The biometric characteristics of hake larvae from hatching to total yolk sac absorption are shown in Table 1. Larvae showed a gradual increase in size from 3.20 ± 0.13 mm (day 0) to 4.15 ± 0.08 mm (6 DAH). During the same period, the yolk sac gradually decreased until total absorption (7 DAH), while eye diameter did not vary substantially. Larvae dry weight varied from 0.06 to 0.11 mg from hatching to yolk sac absorption. Total yolk sac absorption between 5 and 7 DAH observed in the present study agrees with values reported by Bjelland and Skiftesvik (2006), as well as the age at start-feeding (6 DAH). Bustos and Landaeta (2005) indicated 9 days for the complete yolk sac consumption in M. australis larvae cultured at 11.5°C and a larval growth of 0.153 mm day−1 similar to our data (0.158 mm day−1).
Larval rearing
Six DAH larvae were transferred to a 500-L rearing tank connected to a stagnant green water system, where one-third of the tanks volume was replaced every 2 days. Temperature, salinity, oxygen concentration and prey density were recorded daily. Initial larval density was 10 L−1 and they were fed the rotifer at a concentration of 2 rotifers mL−1, previously enriched with the microalgae Isochrysis galbana which was maintained at a concentration of 150 000 cells mL−1 in the rearing tank. Larvae were reared at 14°C until day 19 (Fig. 2g), when they attained a total length of 4.81 ± 0.41 mm (4.58 ± 0.53 mm standard length) and 0.146 ± 0.60 mg (dry weight). Bjelland (2001) reported a standard length of 4.5 mm for 24-day-old larvae reared at 12.5°C.

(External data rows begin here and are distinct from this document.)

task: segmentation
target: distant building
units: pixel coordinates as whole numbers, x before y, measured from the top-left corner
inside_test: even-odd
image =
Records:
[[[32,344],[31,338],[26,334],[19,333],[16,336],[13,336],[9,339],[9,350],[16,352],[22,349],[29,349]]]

Growth from hatching until yolk sac absorption was 0.158 mm day−1. The growth equation was: length = 3.2194 age0.1443.
At day 19, an unexpected increase in water temperature up to 16.5°C caused the death of all larvae. This fact could indicate a low tolerance for rearing hake at temperatures over 15°C, but this assumption requires further confirmation.
In conclusion, after demonstrating that it is possible to obtain spontaneous spawning in captivity, and having described the morphological characteristics of eggs and larvae of European hake, it is time to start the next phase of research: the larval culture.